Then came the time to exchange gifts. I probably brought some trifle for my hostess; I don't recall. But Mme H handed me a brand new cast iron skillet filled with cheeses and sausage and crackers and candies. Food. And something to cook in. Food for my body, surely, but whether she realized it or not, she handed me food for my soul. She had spent years quietly influencing me, encouraging me, setting an example of womanliness, but the skillet and all it contained was a tangible picture for me; a token of all that she had done for me and all that she meant to me.

I took the skillet home and ate everything in it. And I cooked in it proudly because it was mine, and not my roommate's.

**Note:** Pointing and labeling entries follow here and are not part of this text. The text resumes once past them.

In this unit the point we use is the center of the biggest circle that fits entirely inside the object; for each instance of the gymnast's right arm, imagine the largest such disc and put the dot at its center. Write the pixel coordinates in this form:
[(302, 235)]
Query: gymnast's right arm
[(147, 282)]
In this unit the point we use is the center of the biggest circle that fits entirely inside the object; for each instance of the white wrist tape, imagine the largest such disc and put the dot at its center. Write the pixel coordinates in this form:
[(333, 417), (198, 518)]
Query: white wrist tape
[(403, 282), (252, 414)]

Over time, it lost its new grey look and became a lovely, shiny black.  And I thought of her every time I used it.

It's followed me on all my moves and has been a faithful tool in my kitchen. But all that it represents and all the memories it invokes are with me when I cook in it, when I clean it, when I oil it.  Mme H passed away years ago, and I mourned deeply. I remember exactly where I was and what I was doing when I heard the news of her passing. I'm not sure if I ever told her just how special she was to me; I probably didn't. Her daughter and I are still friends after all these years, and she now looks so much like her mother; she is like her mother inside and out: lovely and classy, kind and intelligent.

I wouldn't part with this skillet for anything.




For Mme H and her lovely daughter, who I count among my oldest and dearest friends, MB.